What would happen, subsequently, if a mimeosome became, how you might say, contaminated with some organic matter? What if that organic matter was cellular duplication of that mimeosome's human's original form?
(How had they tested the MMC capsules? How many robots had been loaded up with genetic material, of a fashion, and then fritzed out in the process of being tested? And what was the difference between those mims, and "real" people?)
Such a careful balance, they all had struck. Mira had no problem being friendly, but there were quite a cadre of logical gaps being leaped. The patience of an entire planet was being tested, in fact.
Arms crossed, Mira offered Elma and Lin a pleasant look as they stared on, chewing lips and cheeks and other fatty things that hid bounties and secrets and caution, alongside all that healthy confusion.
"So, you're Mira," said Lin.
"That's what I told you," Mira replied. Based on the information available on Chausson and Torres, having this same conversation up at headquarters would be a much greater ordeal, even if everything remained harmless.
"And, that's it," she continued, in the same tone and cadence. "You say you came from Earth, just like the rest of us," - was that a wince from Elma? - "yet you have nothing to say for yourself. No memories. No roots."
Mira could sense the hardening happening somewhere up the soft side of Lin's cranium. You're not like us. You're hiding something. And I really haven't had much of a reason to trust you, or get attached, as yet.
"You want me to tell you if you're supposed to be here?"
Tell humanity what to do with themselves, adrift on the giant rock of all giant rocks, attuned to the universal translation of their unwitting guide? Tell them, get stuck in, get down, or get off? Tell them, as if they'd ever listen?
Lin deflated, quite visibly, at Mira's seemingly recalcitrant response. "That would be nice, yeah."
"I think," began Mira, raising one brow and angling it at Elma, "that if this planet really didn't want you here, there would have been some neon signs. Unless you consider Prone rifles to be neon signs."
Elma's own eyes narrowed substantially at that. "She didn't ask what the planet thought. She asked if we're supposed to be here."
Okay. Yeah? Humans have been wondering that for years, and years, and years...
"I don't think that was an idle inference you just made."

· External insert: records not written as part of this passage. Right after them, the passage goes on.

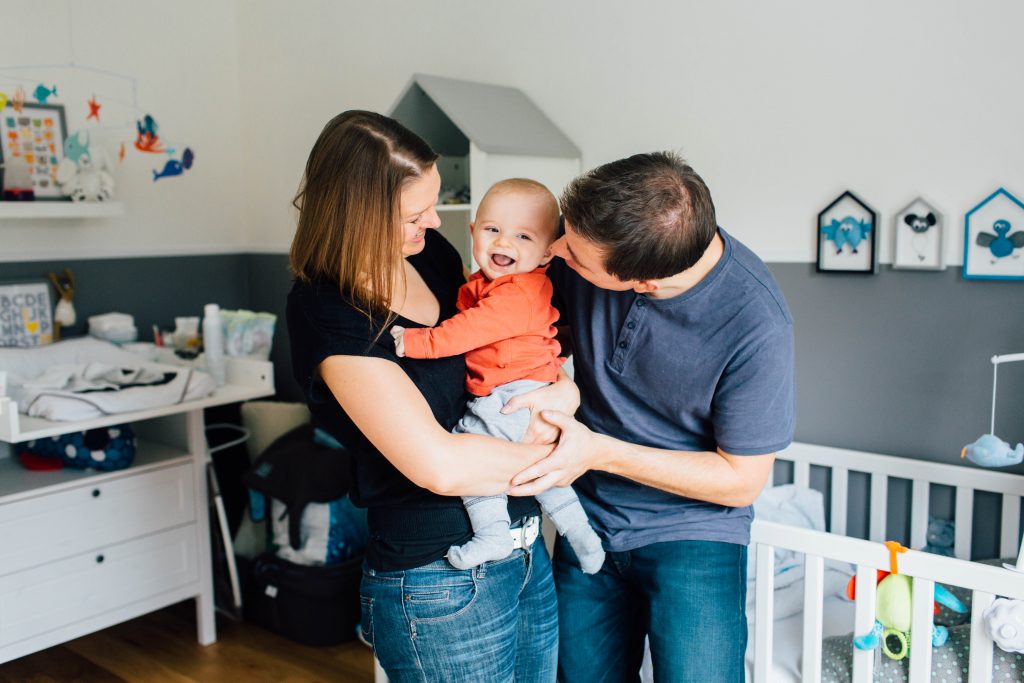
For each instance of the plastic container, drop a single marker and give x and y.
(213, 343)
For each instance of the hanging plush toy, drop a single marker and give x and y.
(893, 610)
(989, 450)
(84, 173)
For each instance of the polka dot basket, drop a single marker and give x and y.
(104, 449)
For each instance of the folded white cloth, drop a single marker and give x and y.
(93, 377)
(41, 381)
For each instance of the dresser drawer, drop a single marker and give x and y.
(38, 530)
(61, 593)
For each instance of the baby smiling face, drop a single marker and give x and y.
(515, 225)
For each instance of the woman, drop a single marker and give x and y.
(365, 257)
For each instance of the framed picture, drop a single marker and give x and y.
(35, 137)
(26, 315)
(993, 239)
(847, 235)
(920, 238)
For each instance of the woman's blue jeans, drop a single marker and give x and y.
(495, 624)
(687, 596)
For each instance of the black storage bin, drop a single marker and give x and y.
(314, 605)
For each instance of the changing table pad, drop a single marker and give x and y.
(28, 367)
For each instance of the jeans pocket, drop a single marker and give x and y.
(367, 619)
(439, 602)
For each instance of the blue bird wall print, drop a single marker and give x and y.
(993, 239)
(849, 230)
(1001, 245)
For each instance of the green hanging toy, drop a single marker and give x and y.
(893, 610)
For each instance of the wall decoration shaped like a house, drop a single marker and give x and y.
(919, 237)
(993, 239)
(847, 235)
(484, 133)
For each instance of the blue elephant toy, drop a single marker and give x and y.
(990, 451)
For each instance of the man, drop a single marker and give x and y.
(683, 353)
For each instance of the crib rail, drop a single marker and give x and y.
(966, 480)
(925, 568)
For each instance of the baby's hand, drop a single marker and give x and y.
(399, 340)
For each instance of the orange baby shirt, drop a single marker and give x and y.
(505, 328)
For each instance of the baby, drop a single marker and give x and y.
(506, 330)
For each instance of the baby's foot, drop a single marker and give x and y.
(480, 549)
(587, 546)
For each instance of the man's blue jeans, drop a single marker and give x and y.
(687, 596)
(495, 624)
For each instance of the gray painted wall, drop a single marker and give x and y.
(154, 290)
(896, 363)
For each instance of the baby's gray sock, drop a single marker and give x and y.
(492, 541)
(562, 506)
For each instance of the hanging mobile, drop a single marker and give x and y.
(990, 451)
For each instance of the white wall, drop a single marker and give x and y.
(780, 105)
(183, 56)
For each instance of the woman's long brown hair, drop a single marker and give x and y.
(349, 228)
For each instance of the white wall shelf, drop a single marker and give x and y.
(41, 209)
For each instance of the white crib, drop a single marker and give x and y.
(985, 582)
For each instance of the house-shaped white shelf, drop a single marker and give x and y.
(484, 133)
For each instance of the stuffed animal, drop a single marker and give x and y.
(893, 610)
(990, 451)
(84, 173)
(64, 314)
(1005, 622)
(941, 535)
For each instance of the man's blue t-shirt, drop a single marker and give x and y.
(709, 369)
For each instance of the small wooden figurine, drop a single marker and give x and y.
(64, 315)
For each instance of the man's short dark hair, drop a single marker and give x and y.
(651, 214)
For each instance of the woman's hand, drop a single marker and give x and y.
(578, 451)
(562, 396)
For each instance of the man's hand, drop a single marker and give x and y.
(576, 453)
(399, 340)
(562, 396)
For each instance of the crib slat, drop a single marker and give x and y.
(919, 514)
(840, 482)
(814, 590)
(1010, 532)
(802, 474)
(863, 660)
(880, 507)
(764, 616)
(965, 522)
(981, 644)
(922, 604)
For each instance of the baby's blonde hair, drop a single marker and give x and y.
(532, 188)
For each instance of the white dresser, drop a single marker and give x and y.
(82, 550)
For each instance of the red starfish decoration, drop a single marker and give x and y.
(93, 109)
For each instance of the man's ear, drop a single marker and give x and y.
(646, 286)
(548, 255)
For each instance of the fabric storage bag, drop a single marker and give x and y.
(313, 605)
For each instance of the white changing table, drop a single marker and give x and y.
(82, 550)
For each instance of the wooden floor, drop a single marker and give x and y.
(161, 647)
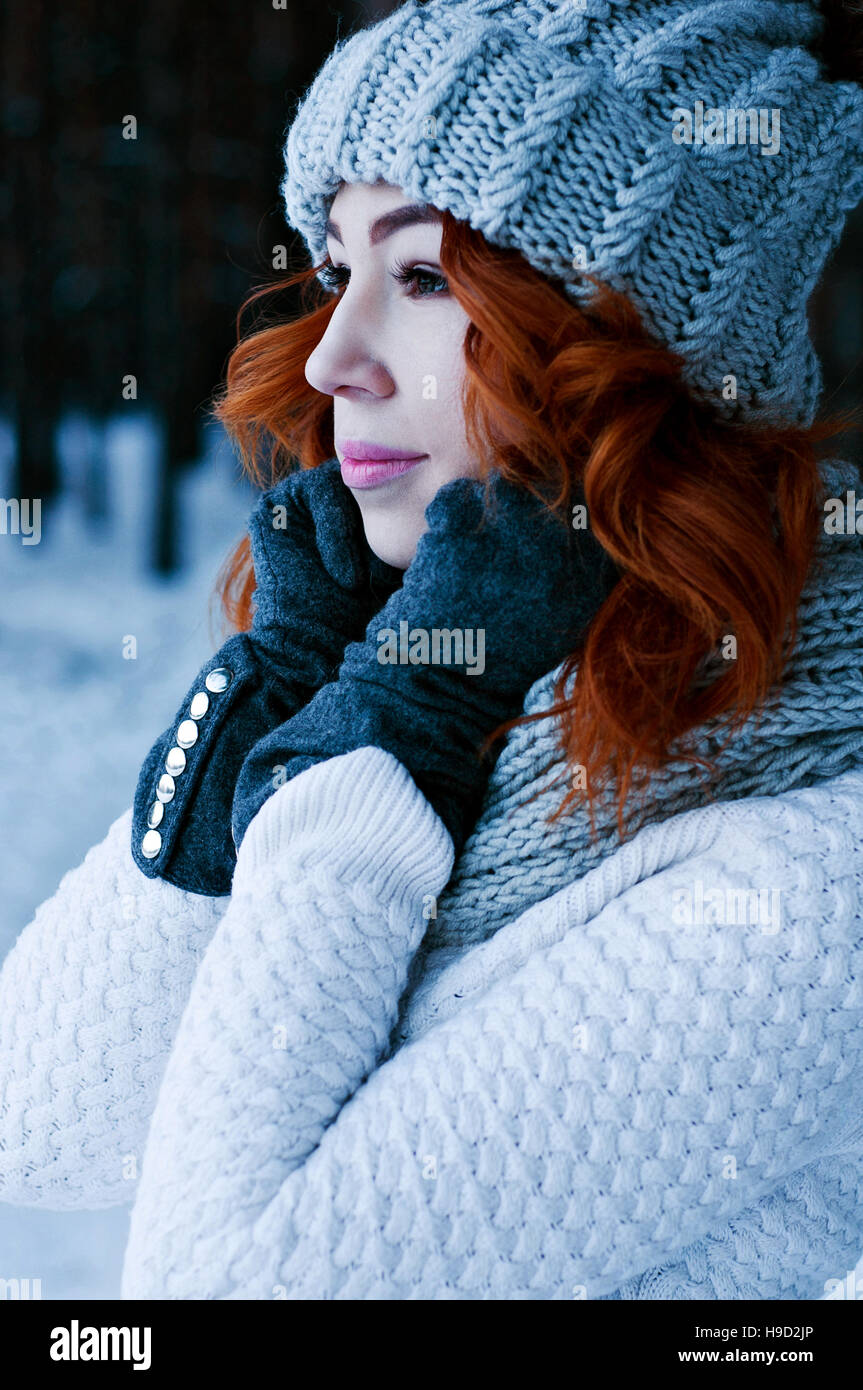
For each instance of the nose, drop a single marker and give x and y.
(343, 362)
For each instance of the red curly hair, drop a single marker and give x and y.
(712, 524)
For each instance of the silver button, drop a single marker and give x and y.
(166, 788)
(199, 706)
(150, 844)
(175, 761)
(186, 734)
(218, 680)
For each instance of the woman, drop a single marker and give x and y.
(359, 1001)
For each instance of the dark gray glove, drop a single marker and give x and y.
(519, 581)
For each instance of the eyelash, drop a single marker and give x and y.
(335, 280)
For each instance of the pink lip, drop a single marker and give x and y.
(373, 464)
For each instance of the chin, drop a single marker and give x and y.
(391, 544)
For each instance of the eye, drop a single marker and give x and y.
(334, 277)
(421, 282)
(425, 282)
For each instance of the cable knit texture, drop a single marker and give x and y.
(91, 995)
(555, 127)
(617, 1104)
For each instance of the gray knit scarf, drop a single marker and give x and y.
(808, 731)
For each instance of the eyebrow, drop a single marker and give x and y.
(391, 223)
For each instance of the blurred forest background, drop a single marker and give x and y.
(131, 257)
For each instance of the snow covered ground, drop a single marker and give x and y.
(78, 719)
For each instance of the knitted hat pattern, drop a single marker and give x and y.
(613, 136)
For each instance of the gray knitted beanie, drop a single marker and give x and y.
(694, 154)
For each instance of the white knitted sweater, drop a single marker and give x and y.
(603, 1100)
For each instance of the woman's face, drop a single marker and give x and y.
(392, 362)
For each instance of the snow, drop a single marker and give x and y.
(78, 720)
(79, 717)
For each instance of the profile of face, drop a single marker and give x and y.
(392, 360)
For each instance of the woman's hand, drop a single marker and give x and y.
(317, 587)
(491, 602)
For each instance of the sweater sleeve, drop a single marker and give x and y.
(623, 1075)
(91, 994)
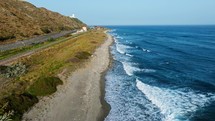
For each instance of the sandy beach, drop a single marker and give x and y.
(81, 98)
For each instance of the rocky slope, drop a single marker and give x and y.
(21, 20)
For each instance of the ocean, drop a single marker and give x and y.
(162, 73)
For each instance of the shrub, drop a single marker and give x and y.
(17, 104)
(51, 39)
(83, 55)
(13, 70)
(46, 30)
(44, 86)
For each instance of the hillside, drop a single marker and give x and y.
(21, 20)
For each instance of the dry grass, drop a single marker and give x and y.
(51, 61)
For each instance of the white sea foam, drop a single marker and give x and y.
(146, 50)
(122, 48)
(130, 69)
(175, 104)
(119, 37)
(129, 55)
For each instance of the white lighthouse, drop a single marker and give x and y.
(73, 16)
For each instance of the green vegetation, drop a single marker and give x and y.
(40, 79)
(18, 104)
(14, 70)
(82, 55)
(44, 86)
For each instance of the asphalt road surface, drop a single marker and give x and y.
(35, 40)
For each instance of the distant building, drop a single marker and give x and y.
(73, 16)
(84, 28)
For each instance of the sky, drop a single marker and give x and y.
(135, 12)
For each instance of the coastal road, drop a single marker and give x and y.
(13, 58)
(35, 40)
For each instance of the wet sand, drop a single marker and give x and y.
(81, 98)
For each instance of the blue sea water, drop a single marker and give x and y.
(162, 73)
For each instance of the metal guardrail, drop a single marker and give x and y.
(35, 40)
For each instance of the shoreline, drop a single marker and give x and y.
(105, 106)
(81, 98)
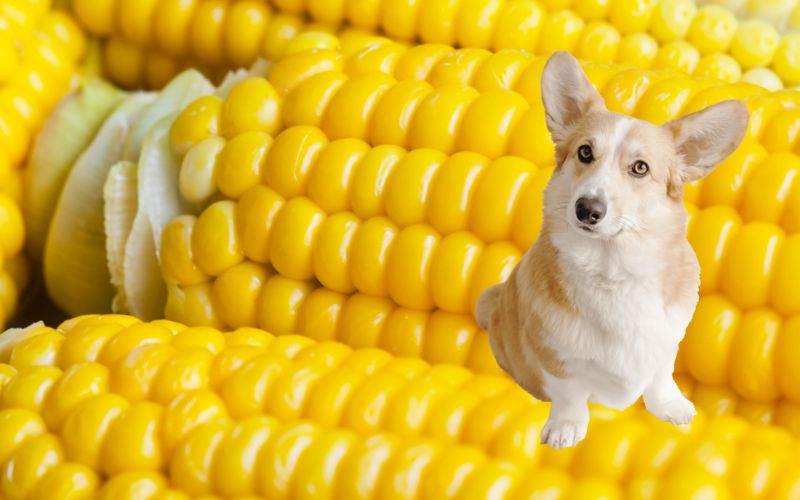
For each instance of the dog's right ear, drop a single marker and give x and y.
(567, 94)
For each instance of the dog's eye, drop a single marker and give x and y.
(585, 154)
(639, 168)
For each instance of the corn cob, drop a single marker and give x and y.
(382, 112)
(226, 151)
(108, 405)
(429, 255)
(782, 14)
(147, 43)
(39, 51)
(674, 33)
(343, 203)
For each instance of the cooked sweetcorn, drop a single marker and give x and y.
(707, 41)
(39, 52)
(147, 43)
(317, 196)
(109, 406)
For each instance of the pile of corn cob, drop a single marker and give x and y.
(353, 197)
(39, 53)
(416, 164)
(110, 407)
(148, 41)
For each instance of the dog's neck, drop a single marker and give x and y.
(623, 258)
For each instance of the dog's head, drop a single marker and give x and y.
(615, 173)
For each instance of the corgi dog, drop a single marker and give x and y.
(595, 309)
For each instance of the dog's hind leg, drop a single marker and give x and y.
(664, 399)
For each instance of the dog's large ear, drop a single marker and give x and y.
(706, 137)
(567, 94)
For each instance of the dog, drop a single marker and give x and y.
(595, 309)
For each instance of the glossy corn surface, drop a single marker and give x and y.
(707, 40)
(109, 407)
(39, 52)
(146, 43)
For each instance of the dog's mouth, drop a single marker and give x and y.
(592, 230)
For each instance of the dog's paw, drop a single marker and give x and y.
(563, 433)
(676, 411)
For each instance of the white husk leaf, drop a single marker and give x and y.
(120, 194)
(69, 129)
(76, 239)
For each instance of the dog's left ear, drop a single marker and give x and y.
(567, 94)
(705, 138)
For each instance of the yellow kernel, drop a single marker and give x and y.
(215, 245)
(245, 23)
(713, 29)
(133, 441)
(196, 179)
(241, 162)
(198, 121)
(236, 291)
(251, 106)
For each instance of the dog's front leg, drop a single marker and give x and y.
(664, 399)
(569, 417)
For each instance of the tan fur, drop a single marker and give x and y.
(518, 337)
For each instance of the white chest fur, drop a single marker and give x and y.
(623, 332)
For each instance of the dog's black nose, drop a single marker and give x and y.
(590, 210)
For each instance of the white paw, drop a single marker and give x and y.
(563, 433)
(677, 411)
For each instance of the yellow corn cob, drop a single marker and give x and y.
(39, 51)
(147, 43)
(704, 41)
(110, 406)
(301, 208)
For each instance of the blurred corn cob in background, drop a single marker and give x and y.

Nothing Mira had said thus far was factually untrue, though. If you pardoned the bit about the eyes (and sue a body for not wanting to divulge every little disability, or close relation), Mira had been totally amicable and cooperative.
Had Mira been a stable system prior to the White Whale's arrival? No way of knowing. Hadn't been anyone here. Certainly hadn't been any other proper, full-fledged habitats around.
Was Mira a stable, happy-clam system now that it played host to the remains of an entire galaxy's worth of race? No way to find out unless you had a little patience.
The fluorescent bulbs were still charging up their borromean knots, in other words. It was just a little bit too early to tell, and way too early to be going and spilling the hand of Noctilum.
Mira sighed, thankful for the inability to roll eyes. "You're looking for God? Then keep looking. Otherwise, as far as I can see, it's just you, me, and the cold, hard ground."